Crow is going home to North Carolina. There the
tough young Cherokee prosecutor and her two closest
friends will hike a beautiful but demanding
wilderness trail.
They will be
followed into the mountains by a man obsessed with
revenge. And they will become the prey of another
man, a ruthless predator, who thrills to the
hunt.
Soon they will be
pushed to the limits of their endurance - and
beyond - as they discover their own chilling
capacity for loyalty and violence.
We
Say
It is not
uncommon for a plot of a novel, or movie to include
the stalking of a woman by a deranged killer. The B
movie is filled with innocent and completely stupid
women running into the woods in high heels while
some maniac is trying to kill them. Thankfully this
is not one of those novels. While Sallie Bissell's
debut novel, In the Forest of Harm, is about three
women pursued by deranged men, it is not a novel
about three stupid women running through the
forest, rather it is a novel about the friendship
that these women share that provides them with a
strength they did not know they
possessed.
Bissell avoids
using any clichés in the creation of Mary
Crow.
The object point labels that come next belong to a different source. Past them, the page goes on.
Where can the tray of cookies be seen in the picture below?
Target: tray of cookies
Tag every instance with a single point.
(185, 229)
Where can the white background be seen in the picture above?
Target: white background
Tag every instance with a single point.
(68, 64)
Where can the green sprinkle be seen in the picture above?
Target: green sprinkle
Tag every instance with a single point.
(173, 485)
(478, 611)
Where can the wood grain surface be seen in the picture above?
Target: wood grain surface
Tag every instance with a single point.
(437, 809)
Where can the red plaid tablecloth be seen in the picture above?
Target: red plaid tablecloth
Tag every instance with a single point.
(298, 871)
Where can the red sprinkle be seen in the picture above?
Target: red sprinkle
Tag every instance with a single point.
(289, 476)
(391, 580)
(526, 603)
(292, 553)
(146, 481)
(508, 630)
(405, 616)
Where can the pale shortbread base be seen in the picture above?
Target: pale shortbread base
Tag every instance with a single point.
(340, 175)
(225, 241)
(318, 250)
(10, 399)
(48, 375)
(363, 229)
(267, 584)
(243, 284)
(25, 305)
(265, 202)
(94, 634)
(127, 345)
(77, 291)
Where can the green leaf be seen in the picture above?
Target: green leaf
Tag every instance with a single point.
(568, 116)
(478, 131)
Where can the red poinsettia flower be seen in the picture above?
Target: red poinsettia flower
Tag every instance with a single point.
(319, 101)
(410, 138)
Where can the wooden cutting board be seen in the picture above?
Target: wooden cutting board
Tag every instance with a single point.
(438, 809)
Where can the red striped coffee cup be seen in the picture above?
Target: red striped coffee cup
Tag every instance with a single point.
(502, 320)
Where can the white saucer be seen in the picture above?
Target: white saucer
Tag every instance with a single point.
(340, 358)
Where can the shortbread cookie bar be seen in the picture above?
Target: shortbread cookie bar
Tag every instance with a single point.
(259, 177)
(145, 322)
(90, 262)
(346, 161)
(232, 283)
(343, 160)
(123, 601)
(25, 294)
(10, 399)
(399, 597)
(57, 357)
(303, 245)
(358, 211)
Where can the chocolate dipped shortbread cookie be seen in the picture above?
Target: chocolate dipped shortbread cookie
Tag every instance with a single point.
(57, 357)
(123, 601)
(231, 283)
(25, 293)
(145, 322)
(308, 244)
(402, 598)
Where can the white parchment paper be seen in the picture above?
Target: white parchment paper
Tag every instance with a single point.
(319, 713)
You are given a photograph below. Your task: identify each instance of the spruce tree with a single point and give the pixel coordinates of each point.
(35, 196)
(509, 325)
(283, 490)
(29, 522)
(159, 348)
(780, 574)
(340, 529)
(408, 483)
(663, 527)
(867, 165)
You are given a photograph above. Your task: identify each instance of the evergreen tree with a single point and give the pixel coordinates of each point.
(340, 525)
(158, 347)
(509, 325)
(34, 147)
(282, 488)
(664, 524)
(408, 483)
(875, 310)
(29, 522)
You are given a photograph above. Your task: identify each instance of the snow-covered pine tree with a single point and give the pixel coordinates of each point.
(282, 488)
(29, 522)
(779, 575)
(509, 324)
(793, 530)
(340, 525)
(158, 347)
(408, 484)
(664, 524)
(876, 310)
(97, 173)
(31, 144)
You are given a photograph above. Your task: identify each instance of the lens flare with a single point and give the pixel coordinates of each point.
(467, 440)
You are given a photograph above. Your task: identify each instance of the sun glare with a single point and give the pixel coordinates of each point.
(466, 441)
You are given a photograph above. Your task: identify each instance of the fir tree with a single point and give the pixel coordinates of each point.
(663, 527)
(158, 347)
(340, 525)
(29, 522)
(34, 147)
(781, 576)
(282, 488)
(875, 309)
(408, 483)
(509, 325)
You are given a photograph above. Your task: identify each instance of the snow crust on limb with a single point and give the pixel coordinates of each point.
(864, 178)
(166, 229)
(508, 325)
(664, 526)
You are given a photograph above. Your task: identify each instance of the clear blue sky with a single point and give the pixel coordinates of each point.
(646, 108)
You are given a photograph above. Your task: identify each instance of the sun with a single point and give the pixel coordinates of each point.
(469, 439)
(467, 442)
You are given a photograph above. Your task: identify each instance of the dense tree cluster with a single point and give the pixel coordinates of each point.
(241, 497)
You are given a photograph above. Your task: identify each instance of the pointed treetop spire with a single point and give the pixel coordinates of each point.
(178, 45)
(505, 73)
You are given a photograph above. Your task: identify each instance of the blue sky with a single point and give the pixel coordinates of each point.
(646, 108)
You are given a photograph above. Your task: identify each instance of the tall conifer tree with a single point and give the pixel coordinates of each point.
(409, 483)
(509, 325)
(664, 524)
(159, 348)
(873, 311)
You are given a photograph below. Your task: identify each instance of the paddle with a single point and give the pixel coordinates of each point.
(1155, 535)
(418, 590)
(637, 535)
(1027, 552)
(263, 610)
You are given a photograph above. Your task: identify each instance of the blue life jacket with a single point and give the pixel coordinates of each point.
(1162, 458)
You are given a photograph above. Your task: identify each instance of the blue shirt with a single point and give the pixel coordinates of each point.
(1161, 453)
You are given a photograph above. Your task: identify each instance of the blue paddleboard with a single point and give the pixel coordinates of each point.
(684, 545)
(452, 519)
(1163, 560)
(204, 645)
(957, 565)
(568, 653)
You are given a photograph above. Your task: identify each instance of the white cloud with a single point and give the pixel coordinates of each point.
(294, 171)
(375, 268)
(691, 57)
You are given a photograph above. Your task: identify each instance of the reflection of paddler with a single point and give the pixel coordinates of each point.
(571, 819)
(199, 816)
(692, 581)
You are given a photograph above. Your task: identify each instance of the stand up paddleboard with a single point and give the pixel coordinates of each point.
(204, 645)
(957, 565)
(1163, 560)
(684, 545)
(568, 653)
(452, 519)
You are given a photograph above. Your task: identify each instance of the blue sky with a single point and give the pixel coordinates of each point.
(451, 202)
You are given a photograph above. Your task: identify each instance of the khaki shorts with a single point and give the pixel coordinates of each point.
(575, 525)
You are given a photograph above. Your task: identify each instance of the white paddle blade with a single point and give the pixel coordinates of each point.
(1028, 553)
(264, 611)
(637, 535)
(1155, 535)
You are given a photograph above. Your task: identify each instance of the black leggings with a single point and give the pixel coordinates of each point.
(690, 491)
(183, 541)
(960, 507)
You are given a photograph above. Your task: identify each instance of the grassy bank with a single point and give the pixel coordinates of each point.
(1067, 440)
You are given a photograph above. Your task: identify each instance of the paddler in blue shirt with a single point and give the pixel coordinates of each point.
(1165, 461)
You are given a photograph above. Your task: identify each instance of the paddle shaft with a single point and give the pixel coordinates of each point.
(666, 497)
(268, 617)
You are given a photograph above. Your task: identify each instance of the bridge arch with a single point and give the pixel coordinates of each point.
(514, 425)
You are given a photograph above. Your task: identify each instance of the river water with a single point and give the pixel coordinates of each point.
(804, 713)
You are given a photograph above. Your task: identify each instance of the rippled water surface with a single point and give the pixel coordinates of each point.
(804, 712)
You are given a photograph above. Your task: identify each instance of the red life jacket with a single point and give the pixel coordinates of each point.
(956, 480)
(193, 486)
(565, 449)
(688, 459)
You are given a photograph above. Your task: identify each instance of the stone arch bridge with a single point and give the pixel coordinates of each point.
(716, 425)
Although Mary is of Cherokee descent, Bissell
does not fill the novel with Mary's unusual
abilities because she is a Cherokee. Rather Mary's
past provides the insight into why she has become
the woman she is. Fallible and far from perfect,
Mary is not obsessed with her looks or her career;
rather she is haunted by the murder of her mother
and the lack of closure due to the unsolved case.
Woven into Mary's tale is her Cherokee beliefs
without fanfare or stereotyping.
In Joan and Alex,
Mary's closest friends, Bissell creates characters
that compliment Mary. While these women are not at
home in the woods like Mary, they are not
completely helpless. All three women draw on the
strength of the others at crucial moments in order
to save each other's lives. What is perhaps the
most gratifying aspect of these women is that
Bissell does not make them perfect; she shows us
their bad sides when terror strikes, and then
allows them to redeem themselves just when the
chips are down. Bissell relates the experiences of
these women in painfully graphic detail, and at
times it makes the reader long to put aside the
horror, but Bissell's skill as a writer makes it
impossible to stop reading.
There are two men
who hunt these women. One is bent on revenge; the
other is a psychopath that does not hesitate to
kill. They must defeat both men to survive. One man
is educated and wealthy, the other an outcast but
both are capable of the unthinkable. Bissell has
provided insight into the twisted thinking of each
predator making them come alive for the reader in
horrifying detail.
Reading this
novel is akin to watching a well made horror and
suspense movie. You may be terrified to watch what
is going to happen, and you may long to look away,
but you can't. You are compelled to watch each
graphic event, even if you are peeking between the
fingers covering your face. You have no choice
because Bissell has skillfully drawn you into her
tale. This is one of those novels that you will
want to read in one sitting. Do not make the
mistake of beginning it too late in the evening or
you just may be reading until the wee hours of the
morning. In the Forest of Harm may be Bissell's
debut novel, but what a novel it is. I can hardly
wait until her next novel comes out.